Our episode this week on The Amicable Divorce Expert podcast is on Individuation, an evolving process by which we define who we are and how we want to live, even if it means losing some of our relationships. Our guest, Anthony Metten, a TedX Speaker, Podcast Host, and Coach takes on Individuation in his businesses. Anthony has been divorced twice and knows first hand how important it is to use a major life change, like divorce, as an opportunity to grow and become the person you want and need to be. Becoming your authentic self is as important as breathing.
Enter divorce. How can something so tragic as divorce be a springboard to greater happiness and human growth? Because growth comes out of challenge, adversity, hardship, and dramatic life changes. The closing line of my confirmation emails when booking divorce mediations is, “Divorce Is a New Beginning”. I mean it. I’ve lived it. And so have many people once the drama of the filing has ended and your new normal unfolds. Your new normal is a process in which you have a key role. You can create your new way of life if you see divorce as a beginning and not just an end. Life doesn’t stop when a tragedy occurs. Life moves on, and so must you.
A therapist colleague of mine, Pamela Payton MFT, responded to a Facebook post I made about the episode on Individuation and said that she did one of her dissertations on Individuation and Self-Esteem. It immediately got me thinking about the importance of self-esteem and how living a life with people who don’t fulfill us, and in careers that don’t fulfill us, possibly even in geographical environments that don’t fulfill us, influences our self-esteem.

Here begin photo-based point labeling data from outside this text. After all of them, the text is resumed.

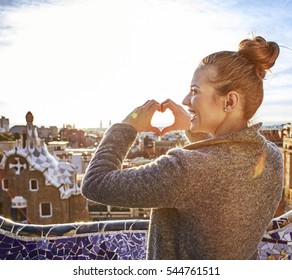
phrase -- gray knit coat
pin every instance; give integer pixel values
(212, 199)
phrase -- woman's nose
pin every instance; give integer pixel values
(186, 100)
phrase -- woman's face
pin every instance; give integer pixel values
(204, 105)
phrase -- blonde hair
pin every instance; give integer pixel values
(244, 71)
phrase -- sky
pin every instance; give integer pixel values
(82, 61)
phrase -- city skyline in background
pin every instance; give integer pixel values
(79, 62)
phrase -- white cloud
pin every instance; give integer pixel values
(82, 61)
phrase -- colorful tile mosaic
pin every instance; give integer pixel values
(119, 240)
(111, 240)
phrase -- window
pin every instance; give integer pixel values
(45, 209)
(5, 184)
(33, 185)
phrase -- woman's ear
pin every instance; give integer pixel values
(232, 100)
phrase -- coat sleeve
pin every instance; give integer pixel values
(156, 184)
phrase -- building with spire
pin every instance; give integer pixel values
(36, 186)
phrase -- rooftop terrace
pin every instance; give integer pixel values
(109, 240)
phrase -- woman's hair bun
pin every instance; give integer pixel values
(260, 52)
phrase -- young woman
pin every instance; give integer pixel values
(214, 198)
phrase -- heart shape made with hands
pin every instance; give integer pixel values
(162, 120)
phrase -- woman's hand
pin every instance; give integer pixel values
(182, 119)
(141, 117)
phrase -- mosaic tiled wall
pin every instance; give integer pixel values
(111, 240)
(120, 240)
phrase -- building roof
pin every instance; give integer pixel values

The definition of self-esteem is “confidence in one’s own worth and abilities”. The best way to develop confidence and worth is to live a life that is a natural expression of who we are, what we like, what we don’t like, and how we want to live, work, play, and love.
Conversely, accepting a life that doesn’t express who we are and how we need to live, diminishes our confidence, our purpose, and our physical and mental health. We are not the individuals we can and should be. We are not feeling joy, happiness, and a level of calm necessary to make good decisions if we compromise who we are and how we want to live. We cannot be the unique person we were meant to be. We need to exercise Individuation as a birthright, and use as a process to get us to be our most self-confident, and to enjoy the self-esteem that comes with being our authentic selves.
No time like the present to Individuate!